Azure Batch Job Processing: 2 Critical Methods

on Microsoft Azure • May 20th, 2022 • Write for Hevo

Azure Batch Job FI

Microsoft Azure is a widely known Cloud Computing service leveraged by Microsoft for application development. It provides many Cloud services that include analytics, compute, networking, and storage. Azure Batch is a subset of Microsoft’s Azure Cloud offer that lets you run large-scale parallel batch workloads. 

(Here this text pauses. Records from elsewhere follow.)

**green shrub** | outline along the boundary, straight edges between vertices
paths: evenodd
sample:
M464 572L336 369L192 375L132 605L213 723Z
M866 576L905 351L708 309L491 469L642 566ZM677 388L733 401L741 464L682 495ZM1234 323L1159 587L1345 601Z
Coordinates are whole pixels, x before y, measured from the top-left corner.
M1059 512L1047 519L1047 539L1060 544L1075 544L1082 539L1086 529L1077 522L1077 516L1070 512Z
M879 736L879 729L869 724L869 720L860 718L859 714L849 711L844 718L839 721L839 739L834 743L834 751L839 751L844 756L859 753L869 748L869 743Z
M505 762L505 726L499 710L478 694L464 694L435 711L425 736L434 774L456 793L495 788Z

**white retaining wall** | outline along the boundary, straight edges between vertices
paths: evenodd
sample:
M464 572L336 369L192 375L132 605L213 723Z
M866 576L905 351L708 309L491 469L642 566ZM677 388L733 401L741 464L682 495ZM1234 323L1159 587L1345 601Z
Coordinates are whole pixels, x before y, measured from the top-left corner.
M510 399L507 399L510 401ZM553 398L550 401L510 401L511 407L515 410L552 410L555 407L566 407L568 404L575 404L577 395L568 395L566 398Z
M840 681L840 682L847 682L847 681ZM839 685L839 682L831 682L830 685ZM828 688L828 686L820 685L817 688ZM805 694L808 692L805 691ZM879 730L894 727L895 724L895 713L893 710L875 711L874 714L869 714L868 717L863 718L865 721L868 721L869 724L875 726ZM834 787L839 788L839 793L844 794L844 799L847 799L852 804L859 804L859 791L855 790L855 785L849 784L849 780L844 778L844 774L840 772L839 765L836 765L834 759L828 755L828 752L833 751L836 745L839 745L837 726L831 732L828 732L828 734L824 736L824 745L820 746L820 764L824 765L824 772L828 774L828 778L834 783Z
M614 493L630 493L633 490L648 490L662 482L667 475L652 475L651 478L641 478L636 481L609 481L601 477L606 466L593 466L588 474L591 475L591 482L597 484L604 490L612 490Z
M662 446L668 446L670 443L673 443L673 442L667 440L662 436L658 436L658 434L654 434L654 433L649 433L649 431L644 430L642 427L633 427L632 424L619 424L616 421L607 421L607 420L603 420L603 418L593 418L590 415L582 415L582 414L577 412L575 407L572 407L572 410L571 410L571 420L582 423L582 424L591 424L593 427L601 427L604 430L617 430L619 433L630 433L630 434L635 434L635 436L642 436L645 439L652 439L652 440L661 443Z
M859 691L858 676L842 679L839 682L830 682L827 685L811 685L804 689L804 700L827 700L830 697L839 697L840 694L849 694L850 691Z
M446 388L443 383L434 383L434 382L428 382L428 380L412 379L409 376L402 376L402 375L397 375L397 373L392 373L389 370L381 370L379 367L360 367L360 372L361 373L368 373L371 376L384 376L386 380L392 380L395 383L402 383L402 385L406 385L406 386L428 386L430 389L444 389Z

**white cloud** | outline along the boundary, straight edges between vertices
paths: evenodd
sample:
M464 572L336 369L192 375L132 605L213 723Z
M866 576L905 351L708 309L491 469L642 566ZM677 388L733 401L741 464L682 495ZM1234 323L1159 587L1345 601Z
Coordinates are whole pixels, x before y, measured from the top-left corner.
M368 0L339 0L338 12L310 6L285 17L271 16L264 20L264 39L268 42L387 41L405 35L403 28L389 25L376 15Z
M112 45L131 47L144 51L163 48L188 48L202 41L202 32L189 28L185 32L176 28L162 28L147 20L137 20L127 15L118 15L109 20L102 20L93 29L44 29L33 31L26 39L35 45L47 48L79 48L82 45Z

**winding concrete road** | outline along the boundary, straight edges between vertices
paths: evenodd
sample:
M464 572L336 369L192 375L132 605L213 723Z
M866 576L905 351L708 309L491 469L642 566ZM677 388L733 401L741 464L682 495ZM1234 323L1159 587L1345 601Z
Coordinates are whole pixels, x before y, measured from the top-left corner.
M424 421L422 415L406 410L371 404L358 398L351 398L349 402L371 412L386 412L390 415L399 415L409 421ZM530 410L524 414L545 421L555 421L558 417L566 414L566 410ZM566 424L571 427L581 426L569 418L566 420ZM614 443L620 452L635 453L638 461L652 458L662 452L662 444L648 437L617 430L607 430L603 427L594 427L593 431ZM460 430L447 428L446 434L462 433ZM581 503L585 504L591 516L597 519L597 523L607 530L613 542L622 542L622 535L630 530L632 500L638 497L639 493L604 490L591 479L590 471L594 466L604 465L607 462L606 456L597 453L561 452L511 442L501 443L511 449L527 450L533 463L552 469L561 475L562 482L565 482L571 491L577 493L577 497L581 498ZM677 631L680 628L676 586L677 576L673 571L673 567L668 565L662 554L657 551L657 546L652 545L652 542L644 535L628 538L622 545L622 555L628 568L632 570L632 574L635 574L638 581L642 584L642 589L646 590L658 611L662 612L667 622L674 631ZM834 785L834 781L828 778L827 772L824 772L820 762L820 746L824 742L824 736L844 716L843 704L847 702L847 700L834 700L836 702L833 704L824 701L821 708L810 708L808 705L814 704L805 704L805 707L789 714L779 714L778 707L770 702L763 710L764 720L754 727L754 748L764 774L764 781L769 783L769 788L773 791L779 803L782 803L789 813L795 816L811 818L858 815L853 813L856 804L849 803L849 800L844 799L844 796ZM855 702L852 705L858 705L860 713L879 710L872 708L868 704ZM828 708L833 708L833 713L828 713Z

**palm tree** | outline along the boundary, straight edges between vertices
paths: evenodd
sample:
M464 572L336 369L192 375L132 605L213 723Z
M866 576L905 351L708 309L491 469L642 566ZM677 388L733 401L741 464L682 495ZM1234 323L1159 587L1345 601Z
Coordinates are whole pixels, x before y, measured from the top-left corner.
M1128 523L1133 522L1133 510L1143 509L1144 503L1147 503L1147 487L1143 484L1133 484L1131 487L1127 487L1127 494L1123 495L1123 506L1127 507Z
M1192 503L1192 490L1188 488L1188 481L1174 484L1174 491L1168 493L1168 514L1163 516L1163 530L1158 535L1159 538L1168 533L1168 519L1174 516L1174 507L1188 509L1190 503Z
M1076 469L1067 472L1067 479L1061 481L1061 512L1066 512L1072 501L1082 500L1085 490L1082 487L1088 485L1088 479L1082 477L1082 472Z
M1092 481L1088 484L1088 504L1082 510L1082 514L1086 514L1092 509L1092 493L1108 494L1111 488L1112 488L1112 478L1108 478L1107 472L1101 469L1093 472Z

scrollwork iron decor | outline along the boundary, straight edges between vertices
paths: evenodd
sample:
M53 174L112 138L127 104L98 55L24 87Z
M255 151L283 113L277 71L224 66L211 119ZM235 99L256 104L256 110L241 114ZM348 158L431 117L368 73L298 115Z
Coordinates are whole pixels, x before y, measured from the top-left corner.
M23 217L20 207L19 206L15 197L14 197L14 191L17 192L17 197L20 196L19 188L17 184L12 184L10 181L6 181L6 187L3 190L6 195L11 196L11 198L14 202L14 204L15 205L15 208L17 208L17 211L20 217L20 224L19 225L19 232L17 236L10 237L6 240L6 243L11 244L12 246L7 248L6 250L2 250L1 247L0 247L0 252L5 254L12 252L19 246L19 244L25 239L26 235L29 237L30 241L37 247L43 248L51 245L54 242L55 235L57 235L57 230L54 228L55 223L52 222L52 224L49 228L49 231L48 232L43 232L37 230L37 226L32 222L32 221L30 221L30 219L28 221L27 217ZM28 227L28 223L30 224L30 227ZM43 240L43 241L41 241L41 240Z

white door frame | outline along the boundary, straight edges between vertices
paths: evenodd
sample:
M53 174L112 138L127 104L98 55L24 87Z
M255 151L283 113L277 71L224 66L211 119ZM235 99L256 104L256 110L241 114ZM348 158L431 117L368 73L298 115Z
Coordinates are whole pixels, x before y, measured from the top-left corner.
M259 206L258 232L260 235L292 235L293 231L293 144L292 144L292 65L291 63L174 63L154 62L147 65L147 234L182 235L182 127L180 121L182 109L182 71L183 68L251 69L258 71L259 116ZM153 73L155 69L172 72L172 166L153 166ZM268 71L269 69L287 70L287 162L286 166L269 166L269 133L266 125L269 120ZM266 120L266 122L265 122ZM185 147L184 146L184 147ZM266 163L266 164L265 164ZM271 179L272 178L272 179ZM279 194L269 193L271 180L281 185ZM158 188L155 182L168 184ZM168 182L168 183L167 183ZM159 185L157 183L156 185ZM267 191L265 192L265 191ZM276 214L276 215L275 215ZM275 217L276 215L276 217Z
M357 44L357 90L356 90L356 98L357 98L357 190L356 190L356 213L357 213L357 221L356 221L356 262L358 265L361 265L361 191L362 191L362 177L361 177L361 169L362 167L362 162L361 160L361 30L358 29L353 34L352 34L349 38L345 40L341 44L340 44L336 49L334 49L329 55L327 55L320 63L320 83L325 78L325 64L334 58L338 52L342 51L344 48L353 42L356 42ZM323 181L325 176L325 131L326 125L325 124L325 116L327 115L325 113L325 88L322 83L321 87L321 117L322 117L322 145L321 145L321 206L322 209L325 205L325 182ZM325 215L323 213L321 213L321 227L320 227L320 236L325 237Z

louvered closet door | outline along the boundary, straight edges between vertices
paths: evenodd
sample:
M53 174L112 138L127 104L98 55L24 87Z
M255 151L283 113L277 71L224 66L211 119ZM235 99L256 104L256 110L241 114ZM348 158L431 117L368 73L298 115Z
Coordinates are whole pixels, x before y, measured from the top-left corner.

This blog elicits the different aspects and methods of scheduling and running an Azure DevOps Trigger Batch Job. It also sheds light on the key features, benefits, and working of Azure Batch processing before diving into the nitty-gritty of Azure Batch Job processing methods. 

Table of Contents

What is Azure Batch?

Azure Batch Job: Azure Batch Architecture
Image Source

The Microsoft Azure platform was designed to execute tailored batch computing jobs across any number of virtual machines or scalable nodes. It is a perfect fit for situations when a high memory/CPU-demanding process can be executed through multiple parallel tasks independently.

Here are a few examples of workloads that can be executed by leveraging Azure Batch Jobs:

  • Deep Learning
  • Image Rendering and Processing
  • Engineering Simulations
  • Execution of Software Tests
  • ETL (Extract-Transform-Load Process)

A few key concepts you need to be acquainted with before diving into Azure Batch Job deployment methods are listed below:

  • Azure Batch Pool: A compute pool is defined as a collation of nodes that your application will run on. It is the top component of an Azure Batch platform and it offers flexible scaling, number of nodes, allocation, installation of applications on the nodes, monitoring, and data distribution.
  • Azure Batch Node: An Azure Batch node is defined as a single Azure Virtual Machine that can process a vast chunk of your workload in Azure Batch. You can decide the size of the node, which in turn, can decide the memory capacity and the number of CPU cores. You can leverage nodes to run any script or executable which can be supported by the installed system environment.  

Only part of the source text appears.